Photovoltaik-Hybridkraftwerke und Batteriespeicher stärken Wirtschaftlichkeit sowie Systemflexibilität und Investitionsattraktivität
Die Intersolar Europe Conference eröffnet am 22. Juni mit Debatten zu Marktprognosen, politischen Richtlinien und Finanzierungsstrategien in der Solarenergie. Direkt im Anschluss bildet das Intersolar Forum vom 23. bis 25. Juni im Rahmen von The smarter E Europe an Messe München die Plattform für praxisnahe Vorträge und Diskussionen zu PV-Hybridkraftwerken, Contracts for Difference und Speichersystemen. Parallel dazu präsentieren ees Europe, Power2Drive Europe und EM-Power Europe 2.800 Aussteller vor 100.000 Fachbesuchern.
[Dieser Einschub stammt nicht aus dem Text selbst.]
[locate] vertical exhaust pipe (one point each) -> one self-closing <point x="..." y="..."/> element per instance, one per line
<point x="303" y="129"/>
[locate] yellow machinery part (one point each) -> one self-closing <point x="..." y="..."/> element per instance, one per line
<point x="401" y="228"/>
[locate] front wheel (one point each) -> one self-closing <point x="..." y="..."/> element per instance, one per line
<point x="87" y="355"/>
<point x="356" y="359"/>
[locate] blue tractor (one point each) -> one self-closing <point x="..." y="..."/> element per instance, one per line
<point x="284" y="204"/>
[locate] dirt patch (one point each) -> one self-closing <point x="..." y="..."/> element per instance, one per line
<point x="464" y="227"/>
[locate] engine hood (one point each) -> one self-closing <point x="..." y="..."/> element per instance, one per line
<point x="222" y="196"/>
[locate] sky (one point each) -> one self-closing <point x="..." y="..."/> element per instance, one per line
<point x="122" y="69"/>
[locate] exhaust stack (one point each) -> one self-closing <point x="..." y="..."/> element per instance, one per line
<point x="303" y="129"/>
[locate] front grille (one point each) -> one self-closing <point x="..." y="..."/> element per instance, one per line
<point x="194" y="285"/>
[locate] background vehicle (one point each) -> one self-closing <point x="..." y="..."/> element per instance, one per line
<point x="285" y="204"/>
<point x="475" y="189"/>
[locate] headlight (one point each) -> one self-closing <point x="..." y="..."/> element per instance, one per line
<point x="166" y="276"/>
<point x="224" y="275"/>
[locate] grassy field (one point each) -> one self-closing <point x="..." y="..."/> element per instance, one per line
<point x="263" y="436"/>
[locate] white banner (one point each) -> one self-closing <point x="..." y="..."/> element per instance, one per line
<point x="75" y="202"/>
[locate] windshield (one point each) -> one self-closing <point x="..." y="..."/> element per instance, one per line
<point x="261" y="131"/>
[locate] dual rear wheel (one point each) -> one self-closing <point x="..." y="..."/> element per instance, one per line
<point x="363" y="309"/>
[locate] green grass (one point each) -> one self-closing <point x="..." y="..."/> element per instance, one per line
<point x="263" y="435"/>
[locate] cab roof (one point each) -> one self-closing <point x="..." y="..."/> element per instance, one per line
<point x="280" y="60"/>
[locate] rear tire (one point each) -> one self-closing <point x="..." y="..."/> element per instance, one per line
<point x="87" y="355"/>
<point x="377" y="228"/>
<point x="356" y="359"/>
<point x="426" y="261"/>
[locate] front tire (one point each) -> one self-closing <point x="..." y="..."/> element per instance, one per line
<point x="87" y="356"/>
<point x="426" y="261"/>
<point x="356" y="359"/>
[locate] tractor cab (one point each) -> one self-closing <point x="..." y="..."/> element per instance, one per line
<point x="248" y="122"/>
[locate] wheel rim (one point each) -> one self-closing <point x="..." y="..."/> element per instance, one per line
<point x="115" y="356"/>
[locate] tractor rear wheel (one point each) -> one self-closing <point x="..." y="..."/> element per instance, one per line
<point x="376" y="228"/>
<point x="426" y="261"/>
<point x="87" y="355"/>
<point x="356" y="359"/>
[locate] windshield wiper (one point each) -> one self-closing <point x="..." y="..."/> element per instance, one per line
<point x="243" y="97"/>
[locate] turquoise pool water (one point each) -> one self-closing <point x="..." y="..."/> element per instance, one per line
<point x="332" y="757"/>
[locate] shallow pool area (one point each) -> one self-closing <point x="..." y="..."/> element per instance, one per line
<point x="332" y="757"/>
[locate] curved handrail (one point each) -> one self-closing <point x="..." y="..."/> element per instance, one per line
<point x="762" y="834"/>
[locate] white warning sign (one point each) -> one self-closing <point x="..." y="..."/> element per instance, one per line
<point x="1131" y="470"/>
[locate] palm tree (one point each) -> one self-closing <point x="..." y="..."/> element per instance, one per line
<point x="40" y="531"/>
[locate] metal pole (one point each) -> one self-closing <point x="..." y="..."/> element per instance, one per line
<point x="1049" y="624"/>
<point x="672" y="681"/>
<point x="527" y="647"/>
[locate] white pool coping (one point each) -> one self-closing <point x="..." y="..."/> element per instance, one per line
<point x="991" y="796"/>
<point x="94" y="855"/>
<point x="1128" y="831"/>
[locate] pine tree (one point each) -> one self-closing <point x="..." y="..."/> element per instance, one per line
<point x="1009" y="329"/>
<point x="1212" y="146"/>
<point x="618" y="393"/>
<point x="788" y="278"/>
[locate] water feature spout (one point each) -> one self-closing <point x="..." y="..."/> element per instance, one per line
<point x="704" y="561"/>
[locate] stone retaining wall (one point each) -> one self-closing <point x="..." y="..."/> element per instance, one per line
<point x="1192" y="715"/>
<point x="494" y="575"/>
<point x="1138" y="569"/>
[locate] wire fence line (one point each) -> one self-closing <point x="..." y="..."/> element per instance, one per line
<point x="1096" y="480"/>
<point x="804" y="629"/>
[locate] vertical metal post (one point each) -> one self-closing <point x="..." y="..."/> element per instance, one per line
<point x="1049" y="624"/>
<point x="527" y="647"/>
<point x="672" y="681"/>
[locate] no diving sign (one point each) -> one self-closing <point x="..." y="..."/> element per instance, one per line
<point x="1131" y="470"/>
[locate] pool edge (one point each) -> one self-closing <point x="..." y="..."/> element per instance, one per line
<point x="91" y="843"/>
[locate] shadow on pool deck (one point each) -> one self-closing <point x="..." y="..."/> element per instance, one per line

Stationäre Speicher und Hybridkraftwerke verbessern europäische Netzintegration erneuerbarer Energien
Durch den kombinierten Einsatz von Photovoltaik, PV-Hybridkraftwerken, stationären Speichern und marktbasierten Contracts for Difference werden europäische Solarprojekte wirtschaftlicher und resilienter. Hybridkraftwerke ermöglichen eine bedarfsgerechte Leistungsbereitstellung, reduzieren Netzengpässe und optimieren Ertragsprofile über den Spotmarkt. Die Intersolar Europe als internationale Branchenplattform fördert Vernetzung, Know-how-Transfer und die Entwicklung neuer Finanzierungsmodelle. Dies führt zu einer verstärkten Investitionsbeteiligung, schnellen Markteinführungen innovativer Technologien und nachhaltig stabilen Energiesystemen. Es unterstützt zudem Politikdialoge und regulatorische Harmonisierung effizient europaweit.